While the software still works to play a compressed file, that file can be moved and replicated ad infinitum with no problems. When the software becomes obsolete, there is a problem. Unless emulation is a possibility (discussed below), the file will have to be converted to something else, either compressed or uncompressed. If compressed, it will use a new algorithm (the old one is obsolete). This will then be a cascaded compression.

Television production has been cascading compression ever since composite signals went onto videotape. The signal is played back, decoded, and then if videotaped again it is encoded and re-recorded. When the second version is played back, there is an inevitable generation loss. Video production and post-production has always lived with generational losses, but they have always been seen as a necessary evil, and as something to be managed and kept to a minimum.
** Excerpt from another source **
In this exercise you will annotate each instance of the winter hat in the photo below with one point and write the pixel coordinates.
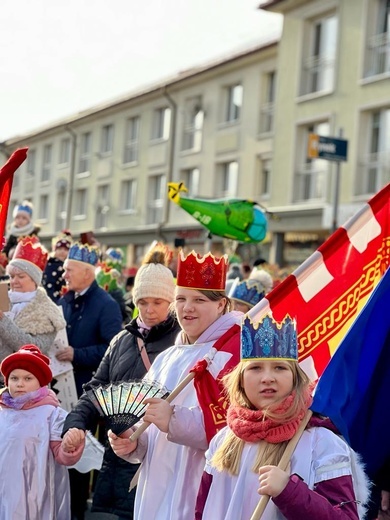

The particular issue for managing cascaded digital compression systems is the unpredictability of results. Broadcasters knew how many generations of BetaSP or Digibeta could be produced before visible impairments were highly likely. The problem with cascading today’s JPEG2000 compression into tomorrow’s whoknowswhat compression is that we have no idea about the probability of visible impairment, and also no idea of the probable fragility of the result of the cascade. So the principle of do no harm is at risk when cascading disparate compression methods, and the risk increases with every repetition of the process

Best Practice for dealing with a compressed master:

  • Clone what arrives at the archive (keep the original)
  • If what arrives at an archive is lower quality than somewhere higher up the production change, investigate access to an archive version made earlier; this step particularly applies to broadcasting – and to film archives faced with DCP files
  • Remove all encryption and copy protection constraints (if possible)
  • Make an access copy from the clone, in the current access format
  • Make a new access copy (from the clone) when a new access format become current
  • Eventually migrate the clone, when the original codec is obsolete. If the original is uncompressed it will NEVER need to be re-coded, though it may need to be re-wrapped to suit whatever a ‘file’ is in the future
  • Migration to another compressed version (because of obsolescence of the original codec) will be a cascade of different types of compression – as discussed, this is best avoided! My fearless prediction is that after 2023 there will be no economic incentive for such a cascade of compressions – because storage will be so cheap ($5 per terabyte max, probably under $1 per terabyte)
  • Just possibly emulation (of the original system running the codec) could be used to continue to decode the clone into the indefinite future

My conclusion: compression is not here to stay – it is here to be managed. The next migration will dispense with the issue by migrating away from compressed to lovely, stable uncompressed video.